Maria Sharapova said she had noticed something weird on the spot as she warmed up Friday for her third-round match against Julia Goerges. At first, she thought the cushioning in her left shoe was behaving oddly or that some extra padding had somehow been added to the court.
"All of a sudden I looked down and there was a pretty big bubble there," Sharapova said. "I mentioned it to the umpire and she said she would make the call."
After much discussion, tournament officials called in a technician with a cordless power drill to put a couple of holes in the rubberized surface. Problem solved, the match went on.
Moisture from recent rains had gathered under the court's Plexicushion layer had evaporated as temperatures rose and caused a pocket of vapor that lifted part of the surface.
EMBARRASSMENT OF RICHES: Roger Federer, one of the world's richest athletes, says he's embarrassed by the amount of money he earns.
The Swiss champion has officially collected $61,060,358 in prize money since turning professional in 1998 -- more than any other player in the game.
The 16-time Grand Slam champion was asked by a journalist Friday if he was ever embarrassed by all the money that he makes.

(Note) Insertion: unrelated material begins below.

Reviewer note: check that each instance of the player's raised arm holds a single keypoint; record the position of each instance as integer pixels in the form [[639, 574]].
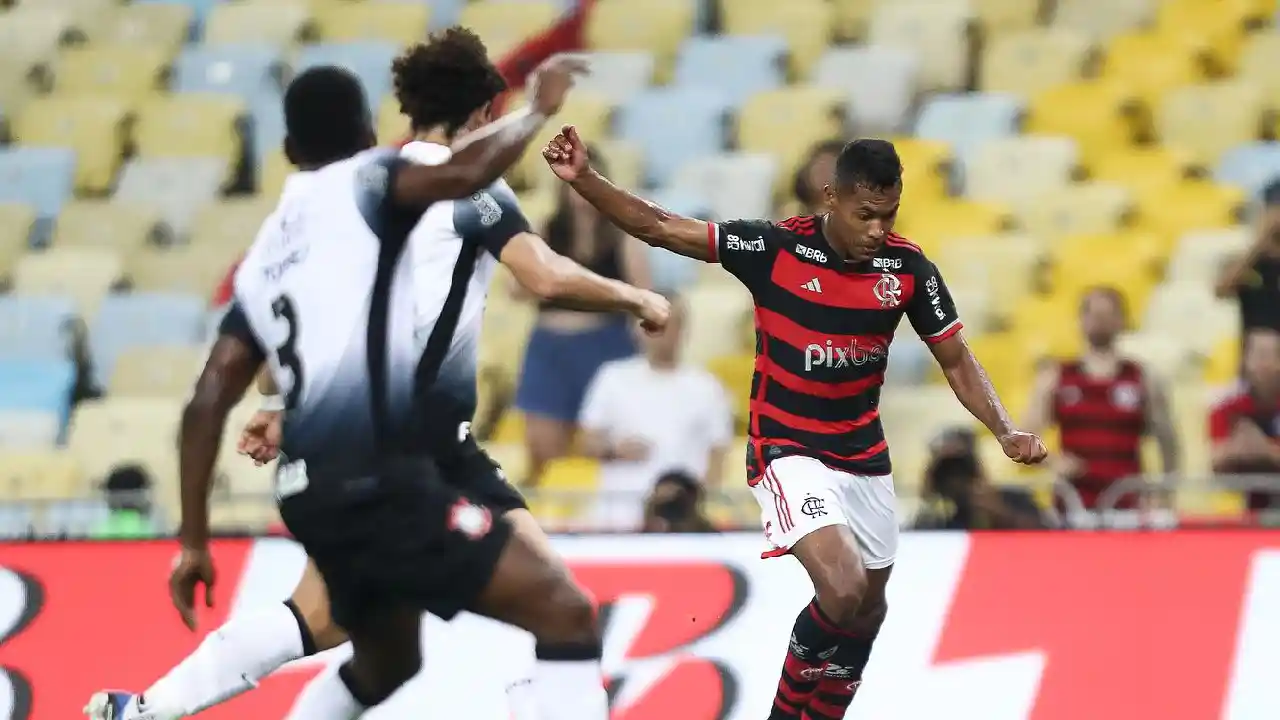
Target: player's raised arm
[[639, 218], [483, 156]]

"Yeah, sure," Federer replied. "I never expected myself to earn so much money."
DOUBLES HISTORY: The Bryan brothers say that breaking the long-standing record for the most men's doubles titles last year was a weight off their minds.
The 32-year-old American twins have been the top-ranked doubles pair for the past six years and have nine Grand Slam titles in a decade on the ATP tour. But it was only last August that they surpassed the 61 tour-level titles that Australians Mark Woodforde and Todd Woodbridge collected until Woodforde retired in 2000, and finished the year with 67.
"It feels like a weight has been lifted now that we have the record -- a little bit of history," said Mike Bryan .
His brother added: "Yeah, something to put on our resume."